Dr. Ladenstein discussed results with the anti-GD2 antibody ch14.18/CHO in high-risk patients with neuroblastoma in the HR-NBL1/SIOPEN trial. Dinutuximab (formerly ch14.18) is a human/mouse chimeric antibody that contains murine retroviruses and is unavailable in Europe. Ch14.18/CHO, produced using good manufacturing practices from Chinese hamster ovary cells, has been evaluated as an anti-GD2 antibody by European investigators.1

Dr. Ladenstein explained that dinutuximab in combination with the cytokines IL-2 and granulocyte-macrophage colony-stimulating factor (GM-CSF) has demonstrated a survival benefit in high-risk patients with neuroblastoma. The role of the cytokines, however, is unclear. This prospective, randomized phase III trial investigated the use of subcutaneous IL-2 in combination with ch14.18/CHO.

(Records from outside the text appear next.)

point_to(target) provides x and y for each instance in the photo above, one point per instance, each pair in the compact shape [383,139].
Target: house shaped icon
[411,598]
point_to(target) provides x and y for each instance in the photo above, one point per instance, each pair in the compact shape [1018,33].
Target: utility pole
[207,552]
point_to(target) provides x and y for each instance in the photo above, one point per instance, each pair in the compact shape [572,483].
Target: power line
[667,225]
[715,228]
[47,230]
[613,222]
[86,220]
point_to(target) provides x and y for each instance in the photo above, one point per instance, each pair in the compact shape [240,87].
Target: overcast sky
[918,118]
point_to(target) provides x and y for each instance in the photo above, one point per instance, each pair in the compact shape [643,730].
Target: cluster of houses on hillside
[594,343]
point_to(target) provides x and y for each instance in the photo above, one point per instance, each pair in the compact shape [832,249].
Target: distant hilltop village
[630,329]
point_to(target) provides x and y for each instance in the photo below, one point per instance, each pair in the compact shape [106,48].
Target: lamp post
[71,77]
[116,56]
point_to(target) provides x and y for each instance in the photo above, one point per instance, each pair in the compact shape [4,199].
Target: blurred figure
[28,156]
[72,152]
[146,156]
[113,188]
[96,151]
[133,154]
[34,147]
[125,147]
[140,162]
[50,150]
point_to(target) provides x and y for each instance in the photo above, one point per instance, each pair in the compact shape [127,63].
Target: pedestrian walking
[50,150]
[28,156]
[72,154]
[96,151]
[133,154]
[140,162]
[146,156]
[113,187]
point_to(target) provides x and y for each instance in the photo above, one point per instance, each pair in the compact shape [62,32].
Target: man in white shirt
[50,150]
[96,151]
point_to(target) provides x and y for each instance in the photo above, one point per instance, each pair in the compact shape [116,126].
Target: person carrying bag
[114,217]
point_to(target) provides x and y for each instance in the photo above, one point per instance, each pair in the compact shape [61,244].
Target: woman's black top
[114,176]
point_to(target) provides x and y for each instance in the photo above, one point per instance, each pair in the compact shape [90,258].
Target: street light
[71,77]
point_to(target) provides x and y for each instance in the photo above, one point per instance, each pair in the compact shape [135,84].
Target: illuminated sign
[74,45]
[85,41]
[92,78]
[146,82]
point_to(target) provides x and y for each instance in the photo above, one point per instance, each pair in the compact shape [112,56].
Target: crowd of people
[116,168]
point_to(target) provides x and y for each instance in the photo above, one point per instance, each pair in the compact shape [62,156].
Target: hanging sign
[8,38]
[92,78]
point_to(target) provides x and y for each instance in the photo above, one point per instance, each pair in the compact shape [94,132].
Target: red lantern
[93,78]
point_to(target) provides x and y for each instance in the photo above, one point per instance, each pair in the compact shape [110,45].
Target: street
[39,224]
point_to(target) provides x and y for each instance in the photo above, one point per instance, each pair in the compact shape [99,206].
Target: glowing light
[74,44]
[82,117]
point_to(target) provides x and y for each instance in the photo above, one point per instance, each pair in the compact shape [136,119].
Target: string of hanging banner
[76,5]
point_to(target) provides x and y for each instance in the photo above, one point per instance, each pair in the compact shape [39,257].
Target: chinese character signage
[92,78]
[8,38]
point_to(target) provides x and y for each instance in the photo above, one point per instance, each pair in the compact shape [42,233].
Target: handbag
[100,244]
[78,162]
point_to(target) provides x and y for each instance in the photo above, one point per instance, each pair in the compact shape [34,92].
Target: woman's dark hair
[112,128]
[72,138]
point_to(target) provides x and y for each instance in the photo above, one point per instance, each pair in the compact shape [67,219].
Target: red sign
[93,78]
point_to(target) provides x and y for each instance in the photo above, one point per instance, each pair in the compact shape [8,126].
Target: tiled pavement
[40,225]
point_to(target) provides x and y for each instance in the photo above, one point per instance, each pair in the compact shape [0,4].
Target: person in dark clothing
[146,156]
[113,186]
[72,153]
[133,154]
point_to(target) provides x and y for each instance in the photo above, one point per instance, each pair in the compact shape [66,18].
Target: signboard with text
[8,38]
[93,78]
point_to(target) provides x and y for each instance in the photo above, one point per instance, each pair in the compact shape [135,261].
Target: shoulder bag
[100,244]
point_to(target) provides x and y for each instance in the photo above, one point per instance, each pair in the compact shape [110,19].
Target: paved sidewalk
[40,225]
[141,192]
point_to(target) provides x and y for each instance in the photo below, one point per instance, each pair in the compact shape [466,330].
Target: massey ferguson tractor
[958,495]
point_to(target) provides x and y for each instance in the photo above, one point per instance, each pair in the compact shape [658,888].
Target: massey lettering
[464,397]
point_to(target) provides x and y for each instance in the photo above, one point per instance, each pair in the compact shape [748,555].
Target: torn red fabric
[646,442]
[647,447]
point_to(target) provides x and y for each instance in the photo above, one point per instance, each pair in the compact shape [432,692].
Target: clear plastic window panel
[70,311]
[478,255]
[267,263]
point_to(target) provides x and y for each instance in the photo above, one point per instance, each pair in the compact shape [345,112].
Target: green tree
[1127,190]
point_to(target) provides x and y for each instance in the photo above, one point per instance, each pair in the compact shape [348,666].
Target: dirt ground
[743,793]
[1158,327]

In an earlier phase of the HR-NBL1/SIOPEN trial, two forms of myeloablative therapy were compared. In that phase, a regimen of busulfan/melphalan was superior to carboplatin/etoposide/melphalan in patients with high-risk neuroblastoma. For this final phase of the trial, 406 high-risk patients with neuroblastoma underwent a second random assignment. “High risk” was defined as stage 4 disease in patients aged 1 and older, stage 4 disease in patients younger than age 1 with MYCN amplification, or stage 2 or 3 disease in patients aged 0 to 21 with MYCN amplification. Patients underwent high-intensity induction therapy followed by autologous stem cell transplantation and local therapy including resection and radiation in earlier phases of the trial.

In the second randomization, patients were assigned to receive immunotherapy with the anti-GD2 antibody either alone or with the addition of IL-2. The anti-GD2 therapy was given as five daily 8-hour infusions with a cumulative dose of 100 mg/m2. The IL-2 was given subcutaneously at a dose of 6x106 IU/m2 for a total of five cycles. All patients also received six cycles of 160 mg/m2 of oral 13-cis-retinoic acid.

Endpoints of the study were 3-year event-free survival (EFS) and overall survival (OS). At 3 years, EFS was seen in 57% ± 4% of those receiving anti-GD2 alone and 60% ± 4% of those receiving the anti-GD2 plus IL-2. OS at 3 years was 66% ± 4% in those receiving anti-GD2 alone and 67% ± 4% in those receiving the combination. The differences between the two arms were not statistically significant.

Toxicity analysis showed a higher rate of early termination in patients receiving the combination (39%) compared with anti-GD2 alone (15%; p < 0.001). Lansky performance status of 30% or less was seen in 17% of those receiving anti-GD2 and 41% of those receiving the combination (p < 0.001). Common toxicology criteria (CTC) grades 3 and 4 allergic reactions were seen in 9% in the anti-GD2 arm and 20% in the combination arm (p = 0.03), and CTC grades 3 and 4 fever were seen in 14% and 41% of the two groups, respectively (p < 0.001). Incidence of capillary leak was lower in the anti-GD2 arm (4%) than in the combination arm (15%; p = 0.028).

In her conclusion, Dr. Ladenstein noted that there was a 51% overall response rate to immunotherapy and that patients with residual disease benefitted from treatment with ch14.18/CHO. However, major toxicities in the IL-2 arm, as noted above, prevented full delivery of the immunotherapy due to higher rates of interruptions and/or early terminations of ch14.18/CHO cycles. The outcomes measured showed no benefit of IL-2 cotreatment but a highly relevant toxicity burden.

Discussant Barbara Hero, MD, PhD, of University Children’s Hospital, Germany, noted that although anti-GD2 immunotherapy has improved outcomes in neuroblastoma in the post-transplant setting, it is not yet known whether the addition of cytokines is necessary. Regarding the current study, she wondered whether possible benefits of the addition of IL-2 were obscured by the high rate of interruptions. Another question raised was whether results might be different in patients with higher tumor burden after myeloablative therapy.